ROTF! Sun's big but not THAT big! I generally ride solo, so am not too worried about what others think. I did have an episode early on (again, I am a newbie in the whole horse world thing, and basically am learning as I go). It was a gorgeous spring day, everything was just starting to bloom, we had a cold long winter, and Sunny had been wet and cold for way too long. Also, he had been on alfalfa primarily, since he decided he didn't_ like_ the grass and had become deft at pulling that part out of his feed. So, basically, I had a nitro-rocket on my hands. I wanted to go riding, so grabbed the tack, rushed through my routine of brushing him, picked the hooves, all the while thinking how fun fun fun it was going to be to finally ride him, forgetting that horses pick up every single thought, so my excitement was shooting straight into his brain, so _he _was getting amped too. I rushed, ignoring the little nagging voice in my head screaming "slow down, don't rush that part, wait..." and in a record-breaking time, had Sun all tacked up and ready to rock! He was all but jumping up and down at this point, since doing all the tacking up had me even more happy and excited. He was pacing, and I was all set to mount up.

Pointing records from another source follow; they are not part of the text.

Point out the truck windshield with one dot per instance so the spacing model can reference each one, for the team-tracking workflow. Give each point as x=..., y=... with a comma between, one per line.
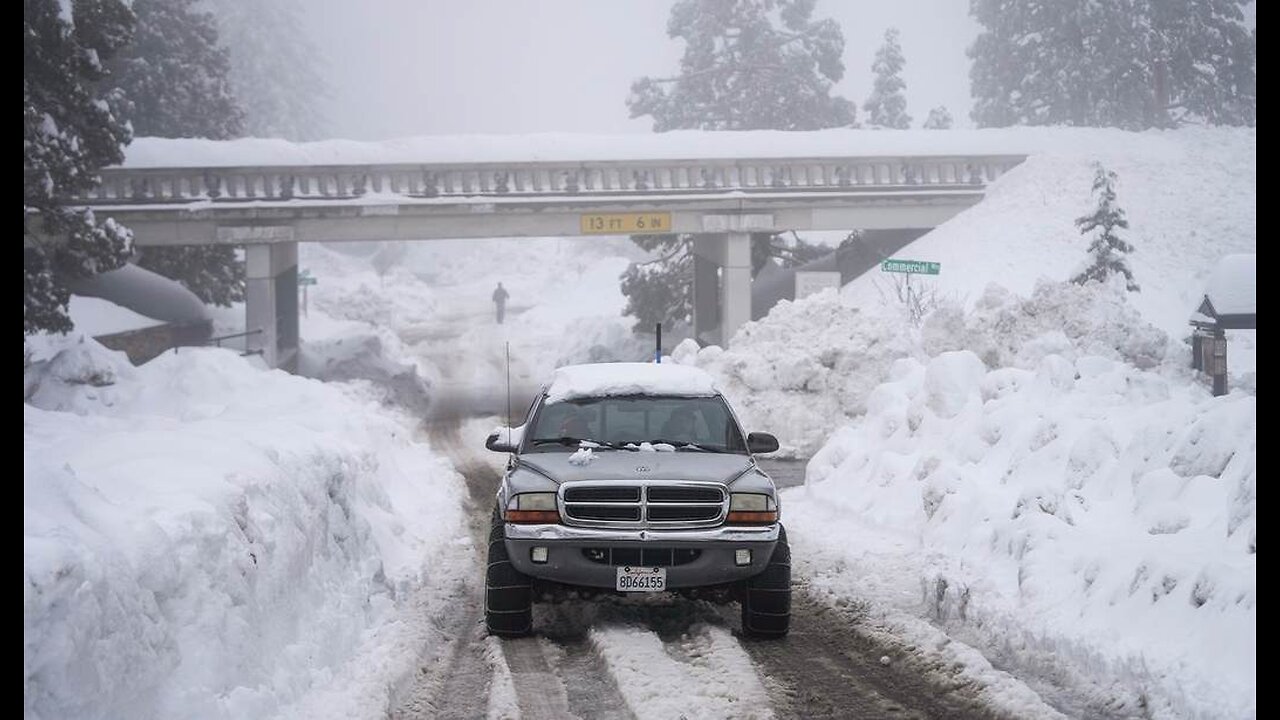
x=624, y=423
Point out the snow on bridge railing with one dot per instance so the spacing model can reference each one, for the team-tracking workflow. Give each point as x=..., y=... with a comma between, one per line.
x=131, y=186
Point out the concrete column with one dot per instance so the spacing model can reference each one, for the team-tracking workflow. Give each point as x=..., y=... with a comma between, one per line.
x=735, y=285
x=272, y=302
x=705, y=300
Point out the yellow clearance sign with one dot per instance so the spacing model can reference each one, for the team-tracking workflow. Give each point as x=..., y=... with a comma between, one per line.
x=626, y=223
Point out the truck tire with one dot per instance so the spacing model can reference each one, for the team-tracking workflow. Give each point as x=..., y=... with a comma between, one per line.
x=508, y=597
x=767, y=597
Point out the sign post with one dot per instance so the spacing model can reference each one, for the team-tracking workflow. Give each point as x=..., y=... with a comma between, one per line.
x=910, y=267
x=305, y=281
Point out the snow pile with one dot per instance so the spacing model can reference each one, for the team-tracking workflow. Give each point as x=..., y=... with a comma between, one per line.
x=369, y=356
x=1057, y=318
x=565, y=308
x=629, y=378
x=707, y=675
x=565, y=305
x=1189, y=195
x=168, y=153
x=804, y=369
x=96, y=317
x=1075, y=506
x=206, y=540
x=1233, y=287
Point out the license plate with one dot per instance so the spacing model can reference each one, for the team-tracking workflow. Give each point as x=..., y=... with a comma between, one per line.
x=641, y=579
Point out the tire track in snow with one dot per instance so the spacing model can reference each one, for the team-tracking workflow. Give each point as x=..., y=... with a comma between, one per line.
x=704, y=674
x=827, y=668
x=539, y=691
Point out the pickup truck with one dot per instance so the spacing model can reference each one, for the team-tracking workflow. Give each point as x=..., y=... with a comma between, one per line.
x=635, y=478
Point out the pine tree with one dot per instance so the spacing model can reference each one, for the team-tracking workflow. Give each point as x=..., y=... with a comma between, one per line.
x=1107, y=250
x=273, y=67
x=749, y=64
x=1124, y=63
x=176, y=77
x=938, y=118
x=659, y=290
x=72, y=127
x=886, y=106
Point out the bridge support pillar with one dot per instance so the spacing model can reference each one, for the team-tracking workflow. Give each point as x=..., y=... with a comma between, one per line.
x=722, y=285
x=272, y=302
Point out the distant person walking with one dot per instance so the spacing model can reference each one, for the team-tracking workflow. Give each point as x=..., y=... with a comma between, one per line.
x=499, y=299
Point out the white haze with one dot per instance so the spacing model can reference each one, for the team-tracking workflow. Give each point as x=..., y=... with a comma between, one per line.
x=437, y=67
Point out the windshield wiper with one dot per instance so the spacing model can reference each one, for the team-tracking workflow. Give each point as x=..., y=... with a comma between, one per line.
x=682, y=445
x=576, y=442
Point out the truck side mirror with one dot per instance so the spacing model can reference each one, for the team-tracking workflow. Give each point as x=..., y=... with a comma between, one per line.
x=762, y=442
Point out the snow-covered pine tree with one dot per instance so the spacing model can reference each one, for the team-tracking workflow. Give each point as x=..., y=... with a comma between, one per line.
x=1107, y=251
x=886, y=106
x=938, y=118
x=748, y=64
x=72, y=127
x=1124, y=63
x=274, y=67
x=176, y=77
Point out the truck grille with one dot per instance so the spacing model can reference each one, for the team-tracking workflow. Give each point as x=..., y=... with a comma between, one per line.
x=644, y=505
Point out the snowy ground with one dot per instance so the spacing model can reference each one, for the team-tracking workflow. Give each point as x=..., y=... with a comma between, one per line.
x=1036, y=469
x=202, y=538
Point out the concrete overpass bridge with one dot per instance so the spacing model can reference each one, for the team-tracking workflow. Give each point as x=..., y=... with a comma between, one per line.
x=269, y=206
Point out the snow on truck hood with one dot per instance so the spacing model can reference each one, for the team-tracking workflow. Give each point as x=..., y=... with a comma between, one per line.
x=629, y=378
x=625, y=465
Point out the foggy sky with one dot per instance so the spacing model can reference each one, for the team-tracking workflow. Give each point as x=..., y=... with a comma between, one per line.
x=447, y=67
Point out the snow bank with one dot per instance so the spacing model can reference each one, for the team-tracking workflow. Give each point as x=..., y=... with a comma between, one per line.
x=627, y=378
x=1191, y=197
x=804, y=369
x=208, y=540
x=1233, y=287
x=1077, y=506
x=163, y=153
x=96, y=317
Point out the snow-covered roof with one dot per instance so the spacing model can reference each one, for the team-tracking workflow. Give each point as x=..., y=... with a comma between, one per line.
x=1233, y=287
x=629, y=378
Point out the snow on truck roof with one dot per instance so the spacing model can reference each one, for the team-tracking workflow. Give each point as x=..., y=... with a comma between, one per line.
x=629, y=378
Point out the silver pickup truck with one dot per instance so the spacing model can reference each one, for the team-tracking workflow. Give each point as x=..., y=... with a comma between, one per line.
x=635, y=478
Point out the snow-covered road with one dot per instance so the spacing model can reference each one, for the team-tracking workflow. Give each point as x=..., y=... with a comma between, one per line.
x=671, y=657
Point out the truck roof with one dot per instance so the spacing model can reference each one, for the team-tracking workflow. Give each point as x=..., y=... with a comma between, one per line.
x=603, y=379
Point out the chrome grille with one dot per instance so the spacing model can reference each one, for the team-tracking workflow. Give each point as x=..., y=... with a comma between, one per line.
x=643, y=505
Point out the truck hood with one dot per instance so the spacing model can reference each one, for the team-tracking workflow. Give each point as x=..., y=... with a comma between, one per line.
x=630, y=465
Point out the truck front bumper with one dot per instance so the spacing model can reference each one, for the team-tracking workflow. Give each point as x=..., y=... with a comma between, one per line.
x=590, y=556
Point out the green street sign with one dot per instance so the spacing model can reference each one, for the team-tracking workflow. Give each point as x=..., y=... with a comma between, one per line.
x=914, y=267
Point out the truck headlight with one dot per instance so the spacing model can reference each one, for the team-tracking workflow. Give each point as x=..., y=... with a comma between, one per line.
x=533, y=507
x=752, y=509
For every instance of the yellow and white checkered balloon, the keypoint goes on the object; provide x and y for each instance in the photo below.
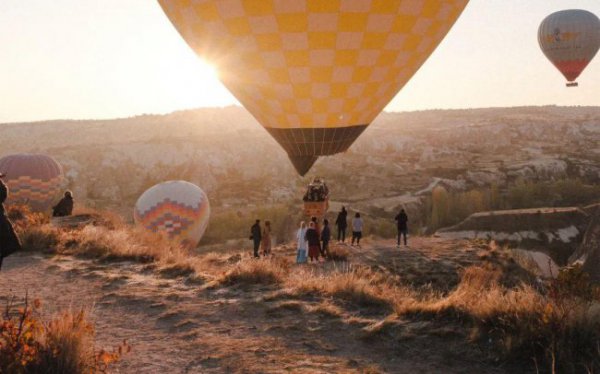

I lead him to the block mount, and tried and tried to get him to stay put for a moment to swing up in the saddle! Finally, I swung into the saddle, had just got my feet in the stirrups, when all hell broke loose!
In my haste (and amateur status playing a huge part in this!) I had neglected to remove the bridle, and he was still tied down. He was past ever being calm at this point...the fuse was lit, and he was going to go NOW. He realized he was still tied too late, and freaked when he tried to turn and couldn't. Well, destiny and fate being funny and fickle, here comes the rodeo! Sun bucked several times, HARD, and I flew like a rag doll just as one of our neighbors came ambling down the gravel road with his giant dog. I flew, landed at the guy's feet, breath knoocked out of me, flat on my back. He just stared at me, like I had just come down in a spaceship, the dog went ballistic, Sun was still bucking, but had the sense to kick out opposite us, my hubby flew out of the house to see what all the commotion was about, AND to top it all off (Sun had the lead rope wrapped around his butt at this point) a huge propane truck had just pulled in and was on it's way up the road to our driveway! I couldn't move, the neighbor was paralyzed at the sight of Sunny, full take-off mode, kicking, bucking and yelling, my hubby didn't know what to do first! Help me up, stop the truck, or try and get to Sun without getting killed? I croaked out "Help Sun!", scrambled up by grabbing the neighbor's leg and pulling, stumbled/limped out to the road (wide berth of Sun's rear) waving my arms and screaming "STOP!" to the driver, who had, luckily, seen me flying, and had enough (WAY more than me, evidently!) sense to stop the truck immediatly. Hubby had Sun calmed down right away (basically walked up, grabbed the bridle, and asked, "hey, guy, what's all the hubbub?" Sun stopped like a bucket of ice water had been dumped on him, and calmly stood while Hubby untangled him. The neighbor recovered enough to hightail it back home, dragging his dog behind. Sun was lead back to his 'house' and de tacked, and THEN the propane guy drove in. I was left with a gigantic bruise on my butt and all along the outside of my right leg, so sitting was a unique sensation for a week at least! After telling my story to a few friends with horses, everyone had the same comment: "Didn't lunge him first, huh?" LOL I have learned from that hard lesson lots of rules. Lunge first if horse has been cooped up for more than a few days, never take short cuts, and, oh yeah...I can fly!


----------



## LolaGirl160 (Sep 12, 2009)

Everyone does it differntly. i like to drop my stirus then swing over. It only takes like half a second. lol. But if you get nervous you could halt right next to the mounting block then step down onto the mounting block.


----------